# Dash speaker in 1966 Goat



## Lawddog (Jan 2, 2020)

Hey fellas, 
So i purchased the Dash speaker set up from vintage auto (two 3 1/2 speakers in a abs plastic mount), and swapped out the basic speakers with some that will sound alot better, but i have no idea how to install the thing. Does anyone have any experience with installing the speaker in the dash? Here is what the mount looks like. 
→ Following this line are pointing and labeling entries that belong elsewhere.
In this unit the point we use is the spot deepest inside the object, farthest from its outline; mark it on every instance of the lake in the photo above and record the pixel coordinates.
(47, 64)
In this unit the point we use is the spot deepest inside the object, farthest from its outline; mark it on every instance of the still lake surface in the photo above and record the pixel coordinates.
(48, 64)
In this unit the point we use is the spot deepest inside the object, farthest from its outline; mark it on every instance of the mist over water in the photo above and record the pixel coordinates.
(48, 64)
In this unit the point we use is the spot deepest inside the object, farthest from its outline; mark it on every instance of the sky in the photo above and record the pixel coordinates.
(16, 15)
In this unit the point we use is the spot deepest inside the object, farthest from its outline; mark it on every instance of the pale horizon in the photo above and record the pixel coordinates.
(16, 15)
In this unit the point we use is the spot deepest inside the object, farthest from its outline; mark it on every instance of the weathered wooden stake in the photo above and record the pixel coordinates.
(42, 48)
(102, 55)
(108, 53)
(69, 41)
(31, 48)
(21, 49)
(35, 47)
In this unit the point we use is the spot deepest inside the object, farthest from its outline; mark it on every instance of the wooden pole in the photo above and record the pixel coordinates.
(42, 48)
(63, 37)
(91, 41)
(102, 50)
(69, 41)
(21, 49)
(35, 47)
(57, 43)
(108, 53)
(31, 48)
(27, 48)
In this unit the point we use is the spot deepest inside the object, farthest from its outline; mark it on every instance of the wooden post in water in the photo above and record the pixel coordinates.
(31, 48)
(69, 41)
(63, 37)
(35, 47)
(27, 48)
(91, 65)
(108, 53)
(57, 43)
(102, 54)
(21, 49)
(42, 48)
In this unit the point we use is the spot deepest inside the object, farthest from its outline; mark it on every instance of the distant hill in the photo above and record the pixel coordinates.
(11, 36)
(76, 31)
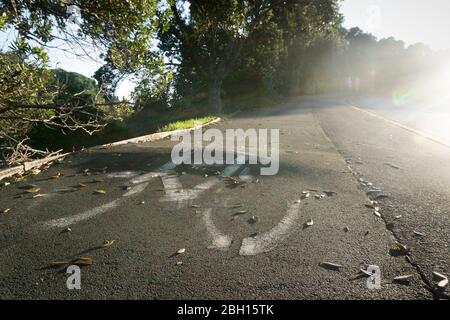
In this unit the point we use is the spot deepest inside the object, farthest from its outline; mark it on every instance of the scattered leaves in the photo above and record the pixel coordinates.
(309, 223)
(100, 191)
(253, 220)
(392, 165)
(60, 263)
(108, 243)
(403, 279)
(330, 265)
(34, 172)
(33, 190)
(83, 261)
(402, 247)
(67, 190)
(54, 177)
(442, 284)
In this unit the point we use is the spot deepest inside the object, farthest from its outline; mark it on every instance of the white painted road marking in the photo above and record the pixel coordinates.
(67, 221)
(269, 240)
(246, 175)
(123, 174)
(142, 183)
(400, 125)
(219, 240)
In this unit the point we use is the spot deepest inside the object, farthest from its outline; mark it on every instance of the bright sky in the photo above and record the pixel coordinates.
(412, 21)
(426, 21)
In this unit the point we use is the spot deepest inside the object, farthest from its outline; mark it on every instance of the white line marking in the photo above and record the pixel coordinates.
(151, 175)
(246, 175)
(142, 184)
(270, 239)
(175, 192)
(123, 174)
(232, 169)
(136, 189)
(67, 221)
(398, 124)
(219, 240)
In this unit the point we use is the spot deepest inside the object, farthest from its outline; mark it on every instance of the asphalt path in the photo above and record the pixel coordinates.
(246, 237)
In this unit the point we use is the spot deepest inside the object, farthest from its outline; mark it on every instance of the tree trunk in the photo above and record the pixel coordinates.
(215, 100)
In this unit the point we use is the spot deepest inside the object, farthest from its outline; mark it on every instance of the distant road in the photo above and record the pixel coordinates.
(254, 241)
(432, 118)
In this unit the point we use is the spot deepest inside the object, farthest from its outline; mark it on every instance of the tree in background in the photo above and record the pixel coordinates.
(30, 94)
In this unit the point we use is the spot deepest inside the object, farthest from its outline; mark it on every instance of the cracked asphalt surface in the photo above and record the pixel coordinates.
(325, 145)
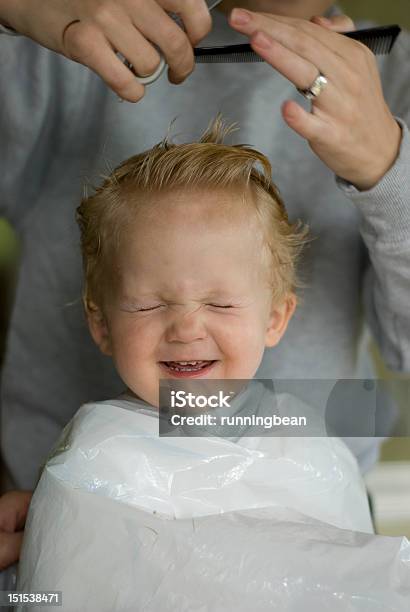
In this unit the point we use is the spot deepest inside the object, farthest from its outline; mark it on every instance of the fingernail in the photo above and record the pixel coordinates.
(240, 17)
(324, 20)
(262, 40)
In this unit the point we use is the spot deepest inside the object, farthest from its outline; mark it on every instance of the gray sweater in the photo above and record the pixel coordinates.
(60, 126)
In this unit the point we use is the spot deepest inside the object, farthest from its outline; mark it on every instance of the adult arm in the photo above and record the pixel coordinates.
(353, 131)
(92, 31)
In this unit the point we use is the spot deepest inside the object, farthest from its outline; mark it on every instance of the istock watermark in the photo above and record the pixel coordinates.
(184, 399)
(278, 407)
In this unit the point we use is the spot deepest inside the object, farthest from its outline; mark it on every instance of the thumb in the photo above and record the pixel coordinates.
(337, 23)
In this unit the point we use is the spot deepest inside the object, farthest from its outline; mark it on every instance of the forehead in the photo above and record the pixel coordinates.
(196, 234)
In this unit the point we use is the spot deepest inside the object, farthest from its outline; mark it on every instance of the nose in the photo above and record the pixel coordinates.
(186, 325)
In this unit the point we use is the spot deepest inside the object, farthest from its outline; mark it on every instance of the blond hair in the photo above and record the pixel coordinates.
(207, 163)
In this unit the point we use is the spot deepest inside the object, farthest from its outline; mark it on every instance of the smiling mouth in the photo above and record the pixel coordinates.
(187, 366)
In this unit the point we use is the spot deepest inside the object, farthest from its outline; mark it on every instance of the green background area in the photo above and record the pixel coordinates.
(380, 11)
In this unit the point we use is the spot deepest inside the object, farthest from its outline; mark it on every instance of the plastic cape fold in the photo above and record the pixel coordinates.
(125, 520)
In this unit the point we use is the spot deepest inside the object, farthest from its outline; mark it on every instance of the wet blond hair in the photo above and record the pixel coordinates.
(209, 163)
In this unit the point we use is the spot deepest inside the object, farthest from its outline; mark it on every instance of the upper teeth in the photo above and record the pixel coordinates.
(189, 362)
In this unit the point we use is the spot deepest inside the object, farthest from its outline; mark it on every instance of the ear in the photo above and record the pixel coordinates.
(98, 327)
(279, 318)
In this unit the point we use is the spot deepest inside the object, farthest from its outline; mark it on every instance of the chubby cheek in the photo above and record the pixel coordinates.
(242, 346)
(133, 346)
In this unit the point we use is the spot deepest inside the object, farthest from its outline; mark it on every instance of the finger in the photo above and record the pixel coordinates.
(300, 42)
(13, 509)
(122, 36)
(195, 16)
(337, 23)
(10, 546)
(87, 45)
(158, 27)
(338, 45)
(307, 125)
(298, 70)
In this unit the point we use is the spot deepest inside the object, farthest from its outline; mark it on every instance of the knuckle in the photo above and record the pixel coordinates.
(177, 43)
(149, 64)
(103, 13)
(78, 41)
(301, 44)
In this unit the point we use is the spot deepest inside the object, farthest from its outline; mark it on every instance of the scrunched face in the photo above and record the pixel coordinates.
(193, 296)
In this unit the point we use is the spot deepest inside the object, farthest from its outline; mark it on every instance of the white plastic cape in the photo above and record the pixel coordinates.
(125, 520)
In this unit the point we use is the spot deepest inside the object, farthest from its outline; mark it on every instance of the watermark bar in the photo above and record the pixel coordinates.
(286, 408)
(37, 598)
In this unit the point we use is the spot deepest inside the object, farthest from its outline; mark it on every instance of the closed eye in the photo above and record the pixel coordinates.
(149, 308)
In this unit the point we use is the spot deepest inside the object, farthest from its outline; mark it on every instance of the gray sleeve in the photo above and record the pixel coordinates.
(385, 228)
(9, 31)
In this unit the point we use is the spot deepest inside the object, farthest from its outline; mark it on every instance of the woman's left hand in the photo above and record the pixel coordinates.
(350, 128)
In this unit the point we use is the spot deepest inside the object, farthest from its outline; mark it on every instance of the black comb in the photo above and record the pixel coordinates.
(380, 40)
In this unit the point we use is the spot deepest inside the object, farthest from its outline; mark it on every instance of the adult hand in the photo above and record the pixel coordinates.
(350, 127)
(13, 511)
(91, 31)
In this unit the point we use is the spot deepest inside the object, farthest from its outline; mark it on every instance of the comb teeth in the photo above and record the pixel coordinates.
(379, 40)
(243, 57)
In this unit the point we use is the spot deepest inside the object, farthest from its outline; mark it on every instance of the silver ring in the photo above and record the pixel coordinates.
(315, 89)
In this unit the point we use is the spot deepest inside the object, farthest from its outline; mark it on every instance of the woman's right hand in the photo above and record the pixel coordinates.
(13, 512)
(91, 31)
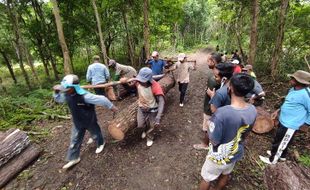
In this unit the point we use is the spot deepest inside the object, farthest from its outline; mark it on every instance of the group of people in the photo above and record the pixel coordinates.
(229, 109)
(150, 99)
(229, 114)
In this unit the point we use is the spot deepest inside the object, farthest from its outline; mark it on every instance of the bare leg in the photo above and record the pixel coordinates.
(222, 182)
(204, 185)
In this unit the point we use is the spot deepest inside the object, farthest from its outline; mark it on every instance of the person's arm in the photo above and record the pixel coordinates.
(161, 105)
(88, 75)
(106, 74)
(99, 100)
(215, 130)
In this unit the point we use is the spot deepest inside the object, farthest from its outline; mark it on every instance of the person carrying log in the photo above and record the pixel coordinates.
(122, 71)
(219, 98)
(82, 107)
(157, 65)
(294, 113)
(98, 73)
(227, 129)
(183, 68)
(150, 103)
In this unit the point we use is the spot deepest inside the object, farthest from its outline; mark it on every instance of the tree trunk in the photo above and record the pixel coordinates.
(129, 40)
(146, 29)
(17, 44)
(280, 36)
(14, 142)
(67, 61)
(17, 164)
(102, 45)
(287, 175)
(253, 38)
(127, 118)
(9, 66)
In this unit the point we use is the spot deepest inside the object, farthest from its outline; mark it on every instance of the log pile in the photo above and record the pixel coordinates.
(16, 153)
(127, 118)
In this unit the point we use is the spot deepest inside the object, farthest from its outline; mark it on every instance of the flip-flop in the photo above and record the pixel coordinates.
(200, 147)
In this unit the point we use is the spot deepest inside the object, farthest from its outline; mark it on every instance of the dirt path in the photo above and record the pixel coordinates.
(171, 163)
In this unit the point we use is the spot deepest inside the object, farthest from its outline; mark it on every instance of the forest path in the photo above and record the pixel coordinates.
(171, 163)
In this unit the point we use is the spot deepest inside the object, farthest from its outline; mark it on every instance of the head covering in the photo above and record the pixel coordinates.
(181, 57)
(155, 53)
(145, 75)
(247, 67)
(300, 76)
(112, 62)
(70, 81)
(96, 58)
(235, 61)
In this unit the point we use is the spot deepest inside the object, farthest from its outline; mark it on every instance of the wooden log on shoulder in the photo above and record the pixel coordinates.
(17, 164)
(263, 123)
(127, 118)
(12, 143)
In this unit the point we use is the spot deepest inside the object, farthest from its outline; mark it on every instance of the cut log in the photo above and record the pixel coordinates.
(127, 118)
(12, 143)
(17, 164)
(263, 123)
(287, 176)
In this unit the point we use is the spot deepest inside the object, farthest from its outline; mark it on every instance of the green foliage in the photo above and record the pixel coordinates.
(305, 160)
(25, 111)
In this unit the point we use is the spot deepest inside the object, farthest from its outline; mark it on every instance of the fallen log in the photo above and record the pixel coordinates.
(126, 119)
(287, 175)
(12, 143)
(263, 123)
(17, 164)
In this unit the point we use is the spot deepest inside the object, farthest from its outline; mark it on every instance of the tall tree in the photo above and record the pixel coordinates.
(67, 61)
(146, 28)
(128, 37)
(280, 36)
(102, 45)
(18, 41)
(253, 35)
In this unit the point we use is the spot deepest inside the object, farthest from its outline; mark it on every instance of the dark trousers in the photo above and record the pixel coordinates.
(182, 89)
(99, 91)
(281, 142)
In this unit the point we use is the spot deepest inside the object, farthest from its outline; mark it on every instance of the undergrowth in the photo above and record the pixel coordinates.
(26, 112)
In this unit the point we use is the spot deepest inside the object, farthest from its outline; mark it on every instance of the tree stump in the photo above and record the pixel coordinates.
(263, 123)
(17, 164)
(287, 176)
(127, 119)
(12, 143)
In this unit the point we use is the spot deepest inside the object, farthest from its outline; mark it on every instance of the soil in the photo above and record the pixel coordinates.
(171, 163)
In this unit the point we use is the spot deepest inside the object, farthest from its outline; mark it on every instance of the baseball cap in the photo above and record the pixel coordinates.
(302, 77)
(155, 53)
(145, 75)
(111, 62)
(70, 81)
(181, 57)
(235, 61)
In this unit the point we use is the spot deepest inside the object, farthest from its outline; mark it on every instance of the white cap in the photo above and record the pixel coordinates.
(155, 53)
(181, 57)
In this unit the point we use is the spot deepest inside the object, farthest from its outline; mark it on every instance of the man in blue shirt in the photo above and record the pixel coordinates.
(294, 112)
(157, 65)
(227, 129)
(97, 73)
(82, 107)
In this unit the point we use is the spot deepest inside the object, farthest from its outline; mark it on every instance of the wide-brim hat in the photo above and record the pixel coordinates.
(300, 76)
(145, 75)
(70, 81)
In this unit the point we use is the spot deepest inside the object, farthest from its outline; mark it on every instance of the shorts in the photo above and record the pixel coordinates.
(211, 171)
(205, 124)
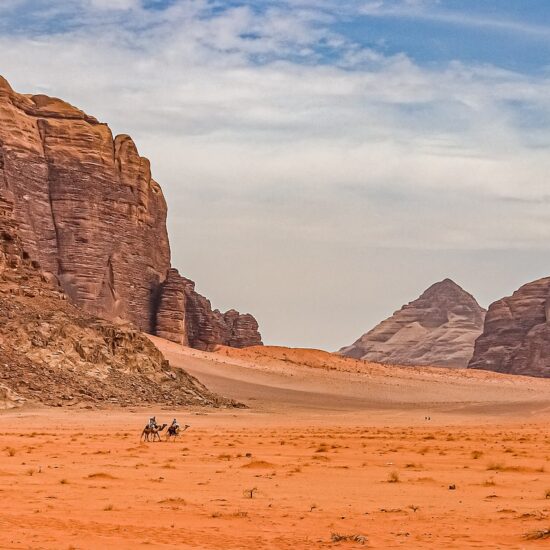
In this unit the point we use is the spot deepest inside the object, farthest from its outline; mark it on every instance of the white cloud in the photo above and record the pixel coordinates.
(257, 139)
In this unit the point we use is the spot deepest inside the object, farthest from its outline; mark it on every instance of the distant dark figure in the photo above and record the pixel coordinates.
(174, 430)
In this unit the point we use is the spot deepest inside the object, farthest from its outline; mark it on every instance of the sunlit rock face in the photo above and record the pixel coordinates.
(90, 213)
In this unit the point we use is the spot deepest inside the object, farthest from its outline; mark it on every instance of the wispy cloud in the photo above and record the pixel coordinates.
(293, 149)
(434, 10)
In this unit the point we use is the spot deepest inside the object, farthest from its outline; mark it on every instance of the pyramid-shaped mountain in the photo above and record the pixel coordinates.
(437, 329)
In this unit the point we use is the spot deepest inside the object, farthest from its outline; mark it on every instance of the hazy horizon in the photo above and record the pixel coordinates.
(323, 162)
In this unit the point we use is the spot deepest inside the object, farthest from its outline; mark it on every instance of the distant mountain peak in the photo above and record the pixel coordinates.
(439, 329)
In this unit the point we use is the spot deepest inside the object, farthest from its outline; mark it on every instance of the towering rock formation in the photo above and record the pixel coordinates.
(437, 329)
(90, 213)
(53, 352)
(516, 335)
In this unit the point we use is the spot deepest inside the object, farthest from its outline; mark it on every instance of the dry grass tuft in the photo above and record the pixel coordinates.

Any advice is appreciated, 

V/r Jason


----------



## GTOJUNIOR (Aug 7, 2011)

Looks to me like you just need to remove the factory speaker and support brackets.
The bracket on the new twin speaker seems to be set up to use the same factory screws/holes.


----------



## Droach6498 (Nov 1, 2020)

Is there somewhere to buy a new speaker for the dash that will fit cofrrectly? Mine is shot. 65 goat, but looks to be the same oval speaker


----------



## Jetzster (Jan 18, 2020)

This place  Electro-Tek clames to have the best 10 ohm single coil GM 4 x 10 For the front dash,
I would ,with no doubt, buy theirs the next time, it also comes a proper and era-correct cloth dust mesh across the cone and about the same $ as Ames

I also added an 8 ohm 6x9 in the rear with an OEM reverb and switch, with no issues

i prev bought the front 10 ohm 4 x10 one Ames sells, it was ok ,
but I was not impressed much with its sound or quality,& no dust screen, but you could get theirs too

the thing that’s important
Is if you keep the OEM AM radio in there ,
is that it’s always got to have a speaker(s) with 10 ohm impedances
but you ‘can get by with an 8 ohm one if that’s all you can find ,
there’s usually a a ‘20% allowance’ rule in electronic components , that let’s you get away with that,

some of the newer aftermarket ‘dualCone’ ones offered out there often are 4 ohm, that’s No prob as long as you change out the radio to a modern unit
just remember 4 ohm speakers front or rear would damage the old OEM radios quick


----------



## Lawddog (Jan 2, 2020)

Droach6498 said:


> Is there somewhere to buy a new speaker for the dash that will fit cofrrectly? Mine is shot. 65 goat, but looks to be the same oval speaker


I would try OPGI.


----------



## Droach6498 (Nov 1, 2020)

Yeh Im not terribly impressed with Ames the Dougs headers I just got had to have extra work on them. I know it was Ames but Im very dissapointed, with all the reccomendations of Dougs, I should have do RA instead would hve been way less.OK Ill try OPGI


----------



## O52 (Jan 27, 2019)

Turnswitch is one of the better vendors for factory radios and speakers



Electro-Tech Services Page


----------



## Droach6498 (Nov 1, 2020)

Has anyone removed the dash speaker without removing the dash, is it possible? I removed the radio, all the switches and ducting are right there looks maybe doable not sure before I get to into it if its even possible to slide it out. Ive got big hands so its really hard to get up in there.


----------



## GTOJUNIOR (Aug 7, 2011)

As outlined in your 1966 Factory Chassis Manual, Remove the Radio, Center Defrost Duct and this will give you access to the Speaker and Support hardware.


----------



## Droach6498 (Nov 1, 2020)

OK it didnt look like it comes out ez as it was rebuilt and looks like they glued it together or silicone 
Thanks


----------



## Jetzster (Jan 18, 2020)

Droach just Borrow a kid to help take it out ,
They got small hands ☺


----------



## Droach6498 (Nov 1, 2020)

Yeh maybe so good idea


----------



## GTOJUNIOR (Aug 7, 2011)

The center Y duct is only held by one bottom and 4 upper screws from the factory, but it is possible the previous owner did something goofy.
I've seen everything from duct tape to silicone caulk


----------



## Red Skeleton (Jul 2, 2019)

Seems Turnswitch may be out of business as I can't get a hold of them phone or email? Classic Car Speakers


----------